ただ、黙ってジュースを飲んでいるだけだ。
なのに。
琴葉(評価されるな。がさつ担当だろ)
琴葉(俺しか知らないやつだろ)
琴葉、ズンズンと距離を詰める。
床が鳴るほど、真っ直ぐ。
敦が気配に気づいて顔を上げる。
敦「……何だよ」
琴葉「……なぁ、敦」
声が低い。
琴葉「今の、お前」
敦「?」
琴葉「拾われてたぞ」
敦「意味が分からねぇ」
琴葉「……なんか……」
琴葉「……ツッコミ、薄くないか?」
敦「……必要ないかと思って」
琴葉「違う違う!!」
敦「何がだよ」
琴葉「敦は!!」
琴葉「もっと!!」
琴葉「“うるさくて!!”“鋭くて!!”“俺を刺してくる”やつだろ!!」
敦「言い方」
琴葉「最近の敦、完成度高すぎるんだよ!!」
敦「……褒めてる?」
琴葉「褒めてない!!」
琴葉「……それさ」
一拍。
琴葉「俺、いらなくなるだろ」
琴葉、一歩近づく。
琴葉「……戻れ」
琴葉「……俺の知ってる敦に」
敦「は?」
琴葉、拳を握る。
敦「おい、何する気だ」
琴葉「戻ってもらう」
敦「方法が物理なのやめろ」
バシッ!!
敦「痛ぇな!!何すんだよ!!」
琴葉(目を輝かせる)
「それ!!」
敦「殴るな!!普通殴らねぇだろ!!」
琴葉「敦だぁ〜〜〜!!!」
A「戻ったな」
B「うん、ちゃんと戻った」
敦「飛びつくな!!喜ぶな!!」
琴葉「うわ!懐かしい!この感じ!!」
敦「感動の再会みたいに言うな!!」
琴葉「やっぱこれだよな!」
敦「どれだよ!!」
琴葉、満足そうに笑う。
琴葉「敦はこれでいい」
敦「最初からこれだ」
A「結局さ」
B「甘さが行き過ぎると」
A「物理で修正されるんだな」
B「漫才ってそういうシステムだったか……」
敦「システム化するな!!」
琴葉「うん。
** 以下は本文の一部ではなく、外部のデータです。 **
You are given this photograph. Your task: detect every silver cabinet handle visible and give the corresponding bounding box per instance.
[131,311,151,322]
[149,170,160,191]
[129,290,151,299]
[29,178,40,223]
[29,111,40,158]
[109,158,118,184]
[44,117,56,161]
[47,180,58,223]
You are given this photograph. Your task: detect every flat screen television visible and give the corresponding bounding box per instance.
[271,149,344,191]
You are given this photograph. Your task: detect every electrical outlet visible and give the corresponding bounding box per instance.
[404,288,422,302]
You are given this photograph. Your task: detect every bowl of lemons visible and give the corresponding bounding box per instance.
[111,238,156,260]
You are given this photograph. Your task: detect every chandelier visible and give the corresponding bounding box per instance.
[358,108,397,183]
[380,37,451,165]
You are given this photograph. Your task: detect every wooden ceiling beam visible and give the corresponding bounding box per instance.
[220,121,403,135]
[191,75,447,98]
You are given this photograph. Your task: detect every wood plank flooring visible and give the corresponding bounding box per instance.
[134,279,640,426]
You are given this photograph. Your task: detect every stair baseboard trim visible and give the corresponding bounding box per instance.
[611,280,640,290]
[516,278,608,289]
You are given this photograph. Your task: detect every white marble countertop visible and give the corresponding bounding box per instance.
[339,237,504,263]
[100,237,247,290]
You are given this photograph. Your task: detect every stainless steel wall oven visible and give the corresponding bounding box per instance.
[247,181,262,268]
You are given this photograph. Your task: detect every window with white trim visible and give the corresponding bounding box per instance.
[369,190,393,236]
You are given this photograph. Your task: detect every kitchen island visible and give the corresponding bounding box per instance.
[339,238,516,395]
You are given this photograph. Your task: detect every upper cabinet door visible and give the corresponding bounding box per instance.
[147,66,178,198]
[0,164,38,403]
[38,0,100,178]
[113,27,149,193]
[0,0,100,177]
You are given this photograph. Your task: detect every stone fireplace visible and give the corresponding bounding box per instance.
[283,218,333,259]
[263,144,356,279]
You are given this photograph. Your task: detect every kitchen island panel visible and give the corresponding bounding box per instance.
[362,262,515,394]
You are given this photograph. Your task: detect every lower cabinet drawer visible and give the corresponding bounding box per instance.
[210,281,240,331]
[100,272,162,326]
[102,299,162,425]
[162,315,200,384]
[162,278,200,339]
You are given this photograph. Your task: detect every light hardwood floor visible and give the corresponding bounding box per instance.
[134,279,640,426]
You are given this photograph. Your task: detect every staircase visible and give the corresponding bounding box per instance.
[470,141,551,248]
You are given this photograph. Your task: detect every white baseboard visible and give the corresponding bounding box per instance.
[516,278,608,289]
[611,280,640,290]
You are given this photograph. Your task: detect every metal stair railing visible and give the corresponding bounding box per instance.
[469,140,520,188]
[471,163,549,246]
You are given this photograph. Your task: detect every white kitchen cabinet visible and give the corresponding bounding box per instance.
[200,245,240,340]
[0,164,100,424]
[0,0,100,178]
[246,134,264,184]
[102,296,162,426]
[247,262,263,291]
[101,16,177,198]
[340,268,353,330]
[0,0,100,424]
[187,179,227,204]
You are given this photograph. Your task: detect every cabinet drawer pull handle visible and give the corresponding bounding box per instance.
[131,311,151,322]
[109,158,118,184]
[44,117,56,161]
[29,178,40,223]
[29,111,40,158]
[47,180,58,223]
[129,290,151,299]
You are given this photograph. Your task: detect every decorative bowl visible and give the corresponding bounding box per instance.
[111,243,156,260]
でも……」
敦「まだ言うのか」
琴葉「優しいのも、嫌いじゃない」
敦「……調子乗るな」
琴葉「へへ」
敦「ツッコミ入れられて喜ぶな!!」
琴葉「それそれ!」
ここまで読んでいただきありがとうございます。
欲しいのは、そこじゃなかったりします。